Neil Kulkarni - Eastern Spring
The humorously self-proclaimed, “Asian Morrissey" chases the sounds of his past and ancient songs from the sub-continent to try and find himself a new way of listening to some of the oldest music on earth. Part touching memoir, part ferocious polemic, Eastern Spring confronts race and the ghosts of the past in a fearless attempt to map our past, present and future as western music listeners.
Raimundas Malasauskas - Paper Exhibition
Sixteen readers have been invited to add, comment on, correct and leave their mark boldly in the margins, or way at the back, as another means of carefully replaying these words written by someone else. In this ‘book that belongs to no one and is not needed by anyone,’ according to its first author, Raimundas Malašauskas. (It is needed by you.)
Tom McCarthy, Simon Critchley et al. - The Mattering of Matter
Composed of official members and illicit “agents,” the International Necronautical Society (INS) harks back to early twentieth-century avant-gardes, producing declarations, reports, broadcasts and covert media infiltrations, all governed by the objective of mapping, entering, and occupying the space of death.

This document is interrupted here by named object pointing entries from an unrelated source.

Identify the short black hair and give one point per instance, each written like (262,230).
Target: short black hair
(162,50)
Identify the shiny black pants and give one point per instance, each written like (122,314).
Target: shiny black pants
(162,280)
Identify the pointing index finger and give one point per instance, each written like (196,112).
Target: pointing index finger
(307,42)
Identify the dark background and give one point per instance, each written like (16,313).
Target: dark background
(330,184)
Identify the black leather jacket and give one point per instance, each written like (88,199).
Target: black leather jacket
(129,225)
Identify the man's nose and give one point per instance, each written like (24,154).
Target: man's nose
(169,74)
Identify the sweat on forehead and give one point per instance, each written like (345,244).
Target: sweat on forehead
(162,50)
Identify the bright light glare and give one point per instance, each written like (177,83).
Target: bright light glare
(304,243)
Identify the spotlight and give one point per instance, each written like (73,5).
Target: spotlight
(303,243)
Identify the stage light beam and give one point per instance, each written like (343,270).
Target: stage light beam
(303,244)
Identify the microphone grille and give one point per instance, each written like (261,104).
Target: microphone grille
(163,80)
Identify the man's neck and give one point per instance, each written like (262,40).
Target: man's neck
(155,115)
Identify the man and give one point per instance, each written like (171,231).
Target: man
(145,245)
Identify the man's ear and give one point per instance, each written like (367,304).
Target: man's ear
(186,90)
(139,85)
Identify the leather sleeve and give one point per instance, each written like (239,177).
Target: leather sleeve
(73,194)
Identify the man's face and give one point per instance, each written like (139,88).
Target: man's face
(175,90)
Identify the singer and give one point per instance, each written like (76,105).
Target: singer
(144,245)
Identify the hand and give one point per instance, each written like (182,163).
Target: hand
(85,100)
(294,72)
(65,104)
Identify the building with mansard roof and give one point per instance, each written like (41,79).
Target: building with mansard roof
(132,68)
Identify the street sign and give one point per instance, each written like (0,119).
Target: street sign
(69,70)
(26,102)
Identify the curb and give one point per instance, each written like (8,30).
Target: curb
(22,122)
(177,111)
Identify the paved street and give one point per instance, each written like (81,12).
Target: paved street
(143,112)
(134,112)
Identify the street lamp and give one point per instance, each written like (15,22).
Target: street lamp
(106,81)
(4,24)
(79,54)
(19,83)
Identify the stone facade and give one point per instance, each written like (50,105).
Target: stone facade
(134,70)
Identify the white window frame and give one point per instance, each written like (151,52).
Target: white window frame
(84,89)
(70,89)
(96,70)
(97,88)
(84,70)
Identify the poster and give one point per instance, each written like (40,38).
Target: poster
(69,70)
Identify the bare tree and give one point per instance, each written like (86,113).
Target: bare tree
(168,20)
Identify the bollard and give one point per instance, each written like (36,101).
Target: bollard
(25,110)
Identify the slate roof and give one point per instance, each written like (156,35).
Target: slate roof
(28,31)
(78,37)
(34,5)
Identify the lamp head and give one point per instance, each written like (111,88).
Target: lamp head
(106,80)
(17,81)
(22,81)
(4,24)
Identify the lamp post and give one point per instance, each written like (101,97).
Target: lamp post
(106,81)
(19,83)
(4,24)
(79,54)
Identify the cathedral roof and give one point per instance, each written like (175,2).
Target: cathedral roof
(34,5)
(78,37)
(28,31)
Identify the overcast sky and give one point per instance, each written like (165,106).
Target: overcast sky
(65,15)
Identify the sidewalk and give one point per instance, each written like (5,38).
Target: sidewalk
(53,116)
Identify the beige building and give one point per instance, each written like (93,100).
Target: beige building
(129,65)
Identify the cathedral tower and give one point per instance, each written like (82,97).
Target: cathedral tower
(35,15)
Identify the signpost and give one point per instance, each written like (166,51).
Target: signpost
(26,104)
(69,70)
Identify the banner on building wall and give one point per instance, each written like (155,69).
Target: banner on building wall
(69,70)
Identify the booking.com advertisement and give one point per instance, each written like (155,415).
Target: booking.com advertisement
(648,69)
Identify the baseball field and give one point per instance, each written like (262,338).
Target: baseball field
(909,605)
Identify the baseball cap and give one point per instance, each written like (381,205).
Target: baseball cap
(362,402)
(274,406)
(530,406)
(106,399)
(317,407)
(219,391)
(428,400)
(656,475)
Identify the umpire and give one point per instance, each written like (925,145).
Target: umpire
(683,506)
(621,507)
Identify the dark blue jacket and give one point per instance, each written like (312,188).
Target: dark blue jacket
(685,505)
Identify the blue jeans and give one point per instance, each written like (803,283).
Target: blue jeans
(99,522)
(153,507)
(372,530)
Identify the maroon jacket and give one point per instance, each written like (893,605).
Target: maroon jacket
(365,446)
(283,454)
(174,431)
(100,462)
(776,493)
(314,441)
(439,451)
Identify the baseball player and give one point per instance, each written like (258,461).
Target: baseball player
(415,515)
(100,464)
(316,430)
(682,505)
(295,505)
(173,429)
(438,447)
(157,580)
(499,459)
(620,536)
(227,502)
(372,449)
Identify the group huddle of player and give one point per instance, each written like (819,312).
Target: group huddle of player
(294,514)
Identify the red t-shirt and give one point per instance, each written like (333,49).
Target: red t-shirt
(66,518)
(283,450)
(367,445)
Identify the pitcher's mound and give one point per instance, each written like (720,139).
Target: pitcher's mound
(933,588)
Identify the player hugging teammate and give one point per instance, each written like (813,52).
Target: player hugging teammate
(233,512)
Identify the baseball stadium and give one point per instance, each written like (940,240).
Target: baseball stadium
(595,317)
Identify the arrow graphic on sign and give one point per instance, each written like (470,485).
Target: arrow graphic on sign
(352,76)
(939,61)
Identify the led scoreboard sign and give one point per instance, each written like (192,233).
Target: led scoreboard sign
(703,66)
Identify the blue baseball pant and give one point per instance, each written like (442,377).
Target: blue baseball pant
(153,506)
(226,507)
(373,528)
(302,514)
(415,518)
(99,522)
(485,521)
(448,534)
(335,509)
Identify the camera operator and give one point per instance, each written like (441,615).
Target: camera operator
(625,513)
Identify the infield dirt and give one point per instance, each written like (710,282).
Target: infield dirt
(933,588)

Michel Serres- Variations on the Body
World renowned philosopher, Michel Serres writes a lively text in praise of the body and movement. In praise of teachers of physical education, coaches, mountain guides, athletes, dancers, mimes, clowns, artisans, and artists… this work describes the variations, the admirable metamorphoses the body can accomplish.
Hito Steyerl - The Wretched of the Screen
These essays uncover a rich trove of information in the formal shifts and aberrant distortions of accelerated capitalism, of the art system as a vast mine of labour extraction and passionate commitment, of occupation and internship, of structural and literal violence, enchantment and fun, of hysterical, uncontrollable flight through the wreckage of postcolonial and modernist discourses and their unanticipated openings.
Set in the thick of the Arab Spring, Kapow! is guided by the high-speed monologue of an unnamed narrator — over-doped, over-caffeinated, overweight — trying to make sense of this history in real time. The design mirrors the narrator with a Marinetti and Apollinaire type twist.
Shelley Trower - Senses of Vibration
A study of the senses through the ages, Trower consults physiologists, physicists, spiritualists and poets to form a comprehensive text on the material experience of vibration.
In Heroines, Zambreno extends the polemic begun on her blog into a dazzling, original work of literary scholarship. Combing theories that have dictated what literature should be and who is allowed to write it she traces the genesis of a cultural template that consistently exiles female experience to the realm of the “minor,” and diagnoses women for transgressing social bounds. “ANXIETY: When she experiences it, it’s pathological,” writes Zambreno. “When he does, it’s existential.”
Slavoj Zizek - The Year of Dreaming Dangerously
Rage is building, and a new wave of revolts and disturbances will follow. Why? Because the events of 2011 augur a new political reality. These are limited, distorted—sometimes even perverted—fragments of a utopian future Zizek sees lying dormant in the present.